Motiva and BP Questions and Answers
- What are the violations these settlements resolve?
- Who are the Respondents?
- What is the penalty the companies must pay?
- What other efforts will the Respondents perform?
- Were some of the violations self-reported?
- How are these settlements environmentally beneficial?
1. What are the violations these settlements resolve?
The actions involve a consolidation of alleged violations of various fuel standards set forth in Section 211 of the Clean Air Act, 42 U.S.C. § 7545 and the regulations promulgated there under at 40 C.F.R. Part 80. With respect to both BP and Shell there were alleged violations of the volatile organic compound and oxygen standards for reformulated gasoline and the reid vapor pressure standard for conventional gasoline, at retail outlets, terminals and refineries. In addition, it is alleged that BP violated the detergent regulations by not properly additizing gasoline at some of its terminals, and the annual NOx standard at its Yorktown Refinery. A summary of the violations is attached.
2. Who are the Respondents?
BP Settlement: BP Products North America Inc is a Maryland corporation operating in the United States. BP is a refiner, terminal operator, distributor and retailer of petroleum products.
Motiva/Equilon Settlement: Motiva Enterprises LLC and Equilon Enterprises LLC, d/b/a Shell Oil Products US, are both Delaware limited liability companies operating in the United States. Motiva and Equilon are refiners, terminal operators, distributors and retailers of petroleum products.
3. What is the penalty the companies must pay?
BP Settlement: BP will pay $900,000.
Motiva/Equilon Settlement: Motiva and Equilon together will pay $600,000.
4. What other efforts will the Respondents perform?

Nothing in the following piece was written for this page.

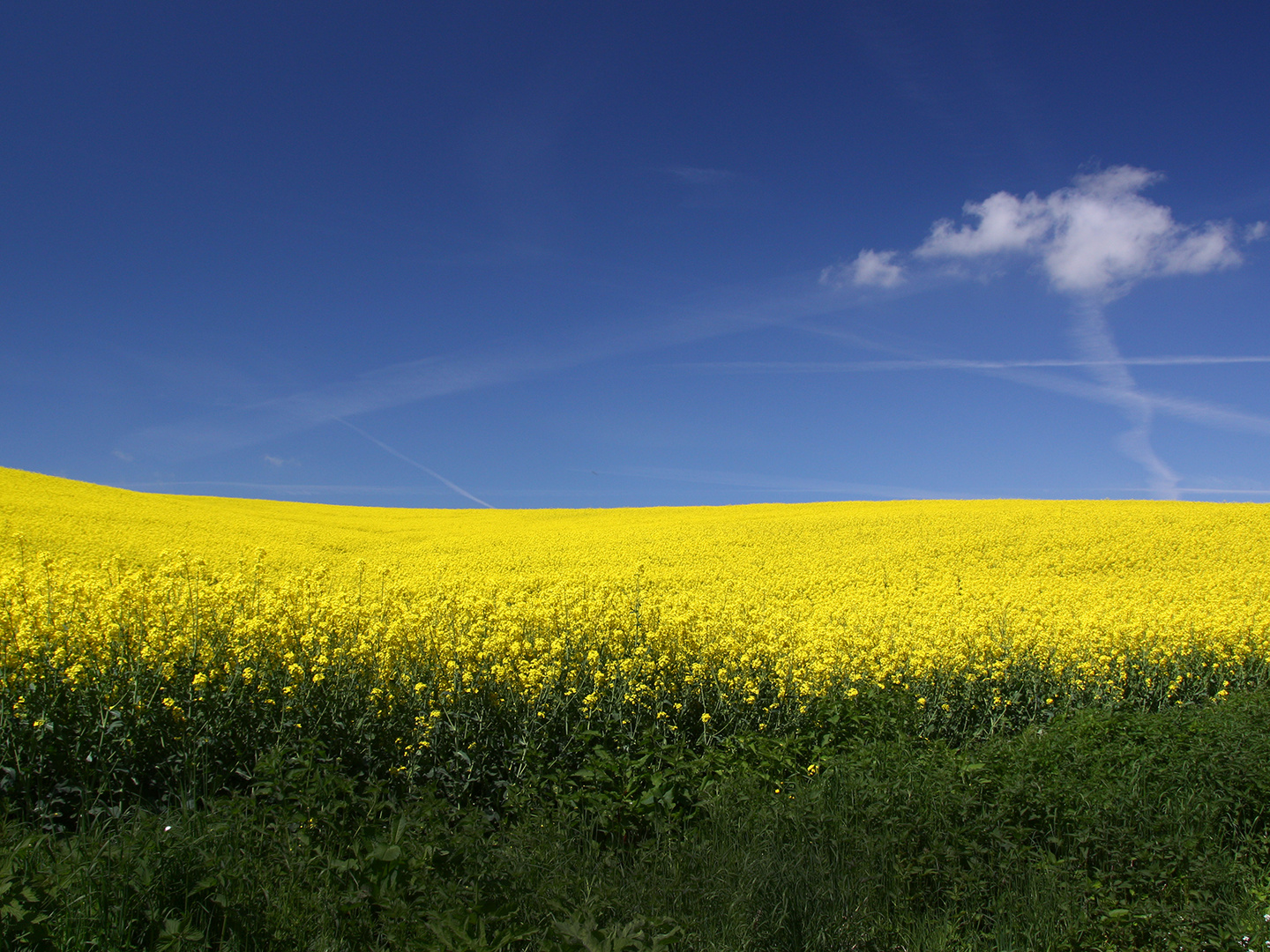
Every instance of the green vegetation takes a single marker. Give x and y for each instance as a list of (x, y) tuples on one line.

BP and Motiva/Equilon have performed substantial efforts to remedy the violations and to prevent recurrence of the same or similar violations. Efforts to remedy the violations included efforts such as stopping sales of contaminated product, replacing contaminated product with complying product and testing and sampling to determine the scope of an alleged violation. Efforts to prevent recurrence of violations include actions such as discovering and correcting the cause or causes of an alleged violation, implementing or requiring testing and sampling programs, and making technical changes to correct a process or failure in equipment that led to an alleged violation.

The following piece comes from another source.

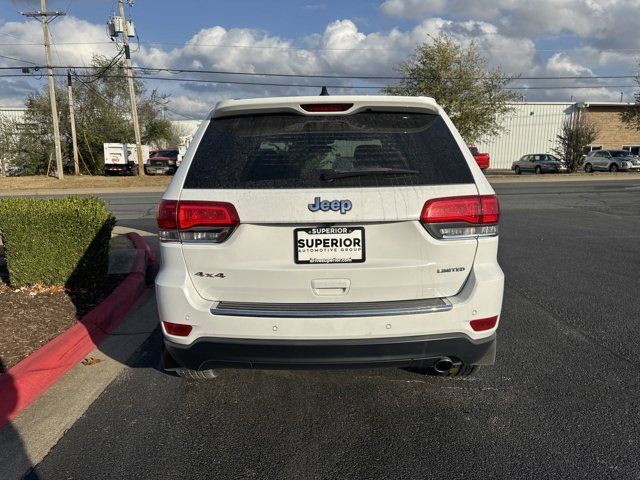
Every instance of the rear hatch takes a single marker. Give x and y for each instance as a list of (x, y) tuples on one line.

5. Were some of the violations self-reported?
In both of the cases some of the violations were self-reported. Consideration was given in settling the cases that Respondents reported some of the violations. Self-reporting of violations allows for a quicker response to the violations and performance of remedial efforts.

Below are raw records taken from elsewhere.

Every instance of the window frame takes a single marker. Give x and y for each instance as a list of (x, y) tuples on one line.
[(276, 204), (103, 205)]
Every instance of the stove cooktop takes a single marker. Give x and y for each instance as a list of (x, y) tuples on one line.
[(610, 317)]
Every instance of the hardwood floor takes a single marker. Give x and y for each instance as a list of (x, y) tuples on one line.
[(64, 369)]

6. How are these settlements environmentally beneficial?
These actions serve as a strong deterrent to these companies and to other similarly situated companies, that EPA is very serious about enforcing the fuels regulations. Noncomplying fuel, when distributed, can have negative impact on health and the quality of air in a large geographic area. In general, fuel that does not comply can cause increases in NOx, hydrocarbons, carbon monoxide and other air toxics. EPA is concerned about maintaining the quality of the fuel distributed in the United States.